Build status Python Version Dependencies Status

Code style: black Security: bandit Pre-commit Semantic Versions License

A Proof of concept model that explores timestamp information to train a random forest with better Out-of-distribution generalization power.

Installation

pip install -U time-robust-forest

How to use it

There are a classifier and a regressor under time_robust_forest.models. They follow the sklearn interface, which means you can quickly fit and use a model:

from time_robust_forest.models import TimeForestClassifier

features = ["x_1", "x_2"]
time_column = "periods"
target = "y"

model = TimeForestClassifier(time_column=time_column)

model.fit(training_data[features + [time_column]], training_data[target])
predictions = model.predict_proba(test_data[features])[:, 1]

There are only three arguments that differ from a traditional Random Forest.

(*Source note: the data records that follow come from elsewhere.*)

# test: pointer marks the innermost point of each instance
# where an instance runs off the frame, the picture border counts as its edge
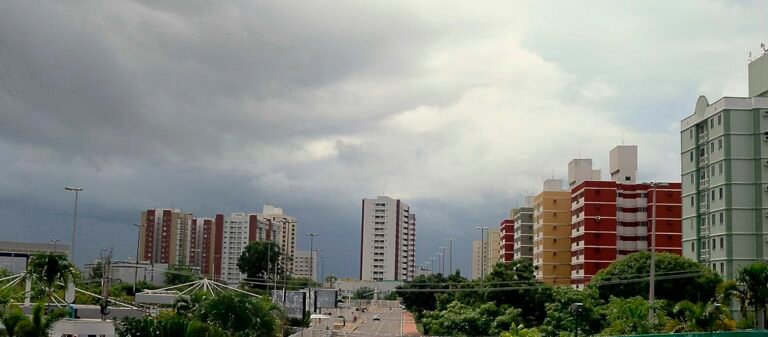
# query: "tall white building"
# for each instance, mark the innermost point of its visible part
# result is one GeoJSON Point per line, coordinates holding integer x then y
{"type": "Point", "coordinates": [387, 240]}
{"type": "Point", "coordinates": [485, 253]}
{"type": "Point", "coordinates": [305, 265]}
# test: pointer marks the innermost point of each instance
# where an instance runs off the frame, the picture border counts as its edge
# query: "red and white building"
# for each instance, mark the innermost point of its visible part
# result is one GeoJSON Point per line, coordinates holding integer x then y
{"type": "Point", "coordinates": [507, 240]}
{"type": "Point", "coordinates": [611, 219]}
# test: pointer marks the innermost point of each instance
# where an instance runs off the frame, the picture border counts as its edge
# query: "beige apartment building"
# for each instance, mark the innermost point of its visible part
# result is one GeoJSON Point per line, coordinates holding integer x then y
{"type": "Point", "coordinates": [552, 233]}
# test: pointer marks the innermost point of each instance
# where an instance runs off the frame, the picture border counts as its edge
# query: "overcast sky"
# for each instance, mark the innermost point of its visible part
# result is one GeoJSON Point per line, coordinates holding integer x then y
{"type": "Point", "coordinates": [460, 108]}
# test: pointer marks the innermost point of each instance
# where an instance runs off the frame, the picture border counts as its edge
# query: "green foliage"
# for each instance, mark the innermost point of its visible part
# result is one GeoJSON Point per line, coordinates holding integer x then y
{"type": "Point", "coordinates": [459, 319]}
{"type": "Point", "coordinates": [529, 295]}
{"type": "Point", "coordinates": [701, 286]}
{"type": "Point", "coordinates": [38, 325]}
{"type": "Point", "coordinates": [51, 269]}
{"type": "Point", "coordinates": [754, 278]}
{"type": "Point", "coordinates": [239, 314]}
{"type": "Point", "coordinates": [702, 316]}
{"type": "Point", "coordinates": [11, 319]}
{"type": "Point", "coordinates": [259, 259]}
{"type": "Point", "coordinates": [561, 319]}
{"type": "Point", "coordinates": [629, 316]}
{"type": "Point", "coordinates": [180, 274]}
{"type": "Point", "coordinates": [363, 293]}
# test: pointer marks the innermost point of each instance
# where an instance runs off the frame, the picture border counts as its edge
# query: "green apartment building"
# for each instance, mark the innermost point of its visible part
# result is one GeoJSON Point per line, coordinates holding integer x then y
{"type": "Point", "coordinates": [724, 153]}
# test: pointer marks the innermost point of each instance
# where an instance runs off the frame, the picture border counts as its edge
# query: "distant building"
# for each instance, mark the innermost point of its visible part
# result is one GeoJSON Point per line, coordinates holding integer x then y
{"type": "Point", "coordinates": [611, 219]}
{"type": "Point", "coordinates": [552, 234]}
{"type": "Point", "coordinates": [724, 151]}
{"type": "Point", "coordinates": [523, 220]}
{"type": "Point", "coordinates": [387, 240]}
{"type": "Point", "coordinates": [485, 253]}
{"type": "Point", "coordinates": [170, 236]}
{"type": "Point", "coordinates": [305, 265]}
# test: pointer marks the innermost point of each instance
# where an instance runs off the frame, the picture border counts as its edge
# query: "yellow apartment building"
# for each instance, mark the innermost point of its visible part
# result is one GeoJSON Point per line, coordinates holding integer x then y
{"type": "Point", "coordinates": [552, 233]}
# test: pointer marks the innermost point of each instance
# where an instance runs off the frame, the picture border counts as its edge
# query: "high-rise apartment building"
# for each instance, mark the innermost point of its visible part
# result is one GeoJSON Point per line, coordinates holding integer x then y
{"type": "Point", "coordinates": [507, 239]}
{"type": "Point", "coordinates": [213, 245]}
{"type": "Point", "coordinates": [164, 236]}
{"type": "Point", "coordinates": [485, 253]}
{"type": "Point", "coordinates": [305, 265]}
{"type": "Point", "coordinates": [724, 153]}
{"type": "Point", "coordinates": [387, 240]}
{"type": "Point", "coordinates": [552, 233]}
{"type": "Point", "coordinates": [523, 218]}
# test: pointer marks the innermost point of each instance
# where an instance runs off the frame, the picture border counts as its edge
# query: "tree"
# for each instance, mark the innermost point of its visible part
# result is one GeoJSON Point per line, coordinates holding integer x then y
{"type": "Point", "coordinates": [702, 316]}
{"type": "Point", "coordinates": [629, 316]}
{"type": "Point", "coordinates": [514, 284]}
{"type": "Point", "coordinates": [260, 259]}
{"type": "Point", "coordinates": [678, 278]}
{"type": "Point", "coordinates": [11, 318]}
{"type": "Point", "coordinates": [754, 277]}
{"type": "Point", "coordinates": [560, 317]}
{"type": "Point", "coordinates": [51, 269]}
{"type": "Point", "coordinates": [239, 314]}
{"type": "Point", "coordinates": [39, 325]}
{"type": "Point", "coordinates": [179, 274]}
{"type": "Point", "coordinates": [363, 293]}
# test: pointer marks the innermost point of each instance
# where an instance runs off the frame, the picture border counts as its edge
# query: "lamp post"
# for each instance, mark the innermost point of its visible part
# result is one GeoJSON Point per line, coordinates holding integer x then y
{"type": "Point", "coordinates": [136, 268]}
{"type": "Point", "coordinates": [311, 264]}
{"type": "Point", "coordinates": [482, 253]}
{"type": "Point", "coordinates": [450, 255]}
{"type": "Point", "coordinates": [55, 244]}
{"type": "Point", "coordinates": [652, 275]}
{"type": "Point", "coordinates": [443, 249]}
{"type": "Point", "coordinates": [77, 191]}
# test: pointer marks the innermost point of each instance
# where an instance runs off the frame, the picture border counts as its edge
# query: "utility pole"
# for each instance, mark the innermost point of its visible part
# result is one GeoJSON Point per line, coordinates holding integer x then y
{"type": "Point", "coordinates": [77, 191]}
{"type": "Point", "coordinates": [450, 256]}
{"type": "Point", "coordinates": [482, 253]}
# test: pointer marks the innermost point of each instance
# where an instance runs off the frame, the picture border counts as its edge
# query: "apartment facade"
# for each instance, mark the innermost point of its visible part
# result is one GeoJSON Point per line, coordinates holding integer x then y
{"type": "Point", "coordinates": [724, 154]}
{"type": "Point", "coordinates": [213, 245]}
{"type": "Point", "coordinates": [164, 236]}
{"type": "Point", "coordinates": [551, 233]}
{"type": "Point", "coordinates": [387, 240]}
{"type": "Point", "coordinates": [305, 265]}
{"type": "Point", "coordinates": [507, 239]}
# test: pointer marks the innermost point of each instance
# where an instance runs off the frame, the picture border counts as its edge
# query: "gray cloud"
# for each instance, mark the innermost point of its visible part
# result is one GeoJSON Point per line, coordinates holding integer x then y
{"type": "Point", "coordinates": [459, 109]}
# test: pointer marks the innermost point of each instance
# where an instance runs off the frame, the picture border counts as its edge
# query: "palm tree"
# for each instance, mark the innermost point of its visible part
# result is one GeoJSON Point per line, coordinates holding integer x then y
{"type": "Point", "coordinates": [11, 319]}
{"type": "Point", "coordinates": [39, 325]}
{"type": "Point", "coordinates": [754, 278]}
{"type": "Point", "coordinates": [729, 291]}
{"type": "Point", "coordinates": [50, 269]}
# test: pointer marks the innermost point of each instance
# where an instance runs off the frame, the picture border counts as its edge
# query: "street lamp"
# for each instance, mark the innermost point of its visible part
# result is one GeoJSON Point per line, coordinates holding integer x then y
{"type": "Point", "coordinates": [450, 255]}
{"type": "Point", "coordinates": [652, 276]}
{"type": "Point", "coordinates": [482, 253]}
{"type": "Point", "coordinates": [77, 191]}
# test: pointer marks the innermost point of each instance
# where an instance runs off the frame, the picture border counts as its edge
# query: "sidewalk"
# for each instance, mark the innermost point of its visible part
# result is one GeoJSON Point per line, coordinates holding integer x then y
{"type": "Point", "coordinates": [409, 325]}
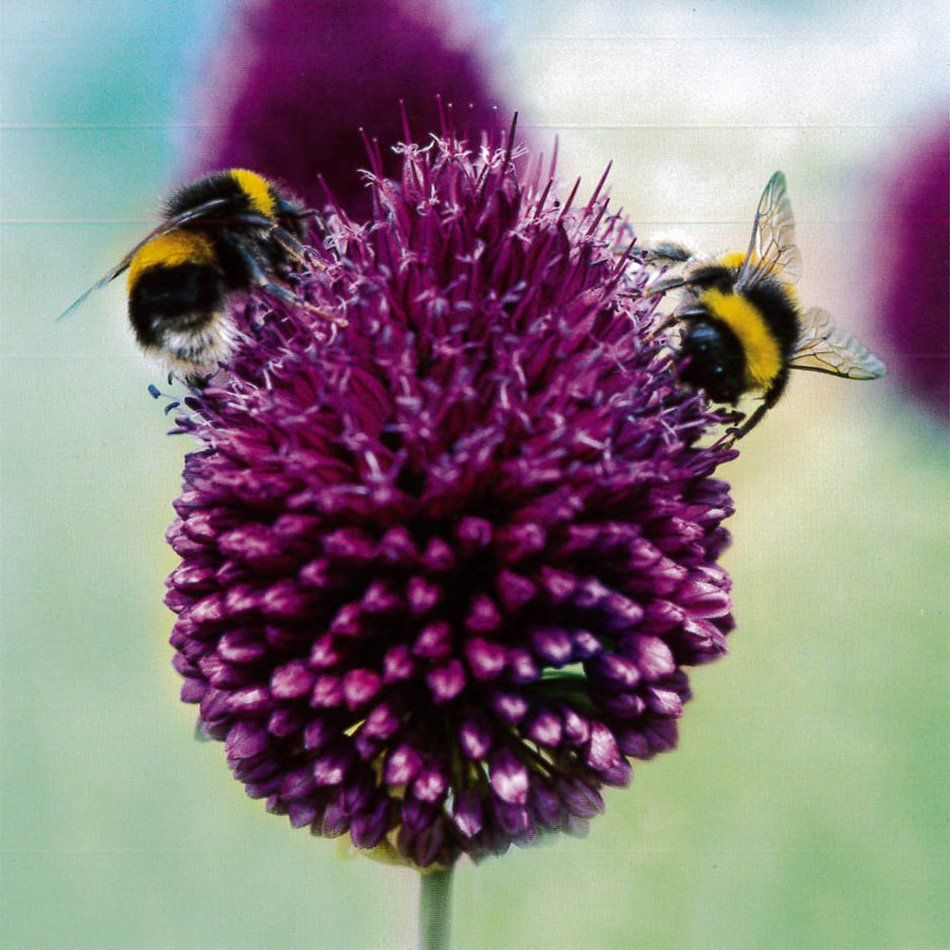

  • time_column: the column from the input data frame containing the periods the model will iterate over to find the best splits (default: "period")
  • min_sample_periods: the number of examples in every period the model needs to keep while it splits.
  • period_criterion: how the model will aggregate the performance in every period. Options: {"avg": average, "max": maximum, the worst case}. (default: "avg")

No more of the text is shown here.